Respondents also said they would be less likely to vote for each of the Senators in their next elections. The survey comes days after previous polls showed the approval rating of Pennsylvania Republican Sen. Pat Toomey, who co-sponsored the background-check legislation, soaring to record highs.
The findings coincide with a Gallup poll that found 65 per cent of respondents thought the Senate should have passed the legislation. Moreover, 83 per cent said they would have voted to expand background checks on a ballot.
Here are some of the key findings in the PPP poll:
- Flake has taken the reigns from Minority Leader Mitch McConnell as the Senator with the lowest approval ratings in his home state, according to PPP. Just 32 per cent of Arizonans approve of him, compared with 51 per cent who disapprove. And voters say they trust Flake’s Arizona counterpart, John McCain, by a 45-24 margin on gun issues.
- Murkowski’s net approval rating among Alaskans has plunged 16 points in less than three months. Her approval-to-disapproval rating now stands at 46-41, compared with 54-33 in February.
- Begich has also seen his net approval rating fall 6 points in his home state, based on significant declines with Democrats and Independents following the vote.
- Portman’s net approval among Ohio voters has dipped 18 points — though at least some of that is due to a plunge with Republicans after his embrace of gay marriage.

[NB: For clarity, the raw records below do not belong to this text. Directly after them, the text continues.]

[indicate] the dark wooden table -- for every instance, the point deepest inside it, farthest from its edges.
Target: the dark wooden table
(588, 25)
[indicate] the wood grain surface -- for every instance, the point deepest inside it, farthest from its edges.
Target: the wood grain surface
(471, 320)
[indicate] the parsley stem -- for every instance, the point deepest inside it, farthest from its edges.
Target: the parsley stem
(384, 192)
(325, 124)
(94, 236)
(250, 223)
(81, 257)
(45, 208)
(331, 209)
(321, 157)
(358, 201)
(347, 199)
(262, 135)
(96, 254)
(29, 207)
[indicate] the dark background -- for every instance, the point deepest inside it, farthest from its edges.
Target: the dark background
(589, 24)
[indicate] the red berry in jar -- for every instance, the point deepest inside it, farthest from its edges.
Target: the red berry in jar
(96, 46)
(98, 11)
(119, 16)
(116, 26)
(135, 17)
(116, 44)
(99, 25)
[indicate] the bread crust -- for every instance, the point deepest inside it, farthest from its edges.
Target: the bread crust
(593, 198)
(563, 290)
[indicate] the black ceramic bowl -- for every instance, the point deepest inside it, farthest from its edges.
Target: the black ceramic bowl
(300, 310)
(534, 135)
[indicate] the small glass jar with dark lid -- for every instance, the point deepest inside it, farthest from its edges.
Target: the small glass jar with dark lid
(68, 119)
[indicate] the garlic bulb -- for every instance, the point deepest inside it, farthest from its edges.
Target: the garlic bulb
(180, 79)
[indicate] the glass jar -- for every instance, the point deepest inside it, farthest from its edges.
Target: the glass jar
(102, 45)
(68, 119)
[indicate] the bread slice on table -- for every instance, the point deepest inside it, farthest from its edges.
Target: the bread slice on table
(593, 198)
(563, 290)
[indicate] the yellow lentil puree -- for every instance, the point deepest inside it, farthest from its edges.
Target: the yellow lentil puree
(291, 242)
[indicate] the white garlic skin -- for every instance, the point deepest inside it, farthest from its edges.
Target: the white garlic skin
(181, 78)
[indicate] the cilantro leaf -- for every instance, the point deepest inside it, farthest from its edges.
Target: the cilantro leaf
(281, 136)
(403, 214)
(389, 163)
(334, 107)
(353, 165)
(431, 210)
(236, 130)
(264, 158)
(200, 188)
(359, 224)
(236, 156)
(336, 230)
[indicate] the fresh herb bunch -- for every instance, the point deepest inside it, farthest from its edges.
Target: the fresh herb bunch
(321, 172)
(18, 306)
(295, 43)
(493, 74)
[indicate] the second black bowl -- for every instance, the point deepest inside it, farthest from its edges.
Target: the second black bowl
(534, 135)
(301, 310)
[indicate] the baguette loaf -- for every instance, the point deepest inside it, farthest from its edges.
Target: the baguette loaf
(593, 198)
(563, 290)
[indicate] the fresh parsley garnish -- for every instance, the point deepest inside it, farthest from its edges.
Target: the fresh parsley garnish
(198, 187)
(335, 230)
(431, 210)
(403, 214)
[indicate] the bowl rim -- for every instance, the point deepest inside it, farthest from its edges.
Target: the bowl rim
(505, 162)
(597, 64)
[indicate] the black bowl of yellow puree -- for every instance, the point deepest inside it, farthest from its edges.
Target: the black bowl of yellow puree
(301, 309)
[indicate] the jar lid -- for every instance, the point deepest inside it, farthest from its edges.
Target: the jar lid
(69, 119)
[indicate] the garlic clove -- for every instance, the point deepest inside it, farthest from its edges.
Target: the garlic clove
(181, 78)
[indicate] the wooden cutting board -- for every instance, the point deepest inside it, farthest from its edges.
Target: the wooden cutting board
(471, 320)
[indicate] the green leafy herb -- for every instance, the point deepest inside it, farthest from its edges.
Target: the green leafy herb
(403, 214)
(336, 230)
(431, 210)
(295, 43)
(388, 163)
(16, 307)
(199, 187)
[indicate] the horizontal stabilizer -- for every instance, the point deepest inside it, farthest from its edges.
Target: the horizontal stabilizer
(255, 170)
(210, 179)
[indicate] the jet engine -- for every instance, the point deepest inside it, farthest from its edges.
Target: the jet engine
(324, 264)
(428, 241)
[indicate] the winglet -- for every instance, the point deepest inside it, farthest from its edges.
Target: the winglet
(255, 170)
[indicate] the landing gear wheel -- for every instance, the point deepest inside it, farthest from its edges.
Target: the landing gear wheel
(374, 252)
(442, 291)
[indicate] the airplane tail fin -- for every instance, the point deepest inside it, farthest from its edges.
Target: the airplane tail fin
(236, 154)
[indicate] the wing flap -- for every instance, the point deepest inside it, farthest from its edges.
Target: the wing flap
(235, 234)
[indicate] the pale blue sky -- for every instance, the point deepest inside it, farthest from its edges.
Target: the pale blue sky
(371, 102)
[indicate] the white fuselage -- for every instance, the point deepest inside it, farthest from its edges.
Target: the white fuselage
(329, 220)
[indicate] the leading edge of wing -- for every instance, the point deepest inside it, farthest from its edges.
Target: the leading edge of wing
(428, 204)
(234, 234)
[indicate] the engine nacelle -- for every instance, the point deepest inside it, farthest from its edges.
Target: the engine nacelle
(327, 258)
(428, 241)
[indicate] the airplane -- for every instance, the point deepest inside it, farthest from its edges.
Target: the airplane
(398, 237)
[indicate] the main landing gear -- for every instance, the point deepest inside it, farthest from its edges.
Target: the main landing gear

- Heller has seen a 15-point decline in net approval with Independents in Nevada, the voting bloc that pushed him over the edge in his November election.
Except for Begich, none of these Senators are up for re-election until at least 2016, and Flake and Heller won’t face voters again until 2018. It remains to be seen if gun issues will continue to resonate that far down the road.
Still, most respondents in the PPP poll — echoing a Fox News poll last week — said they would be much less likely to vote for the Senators again based on their vote.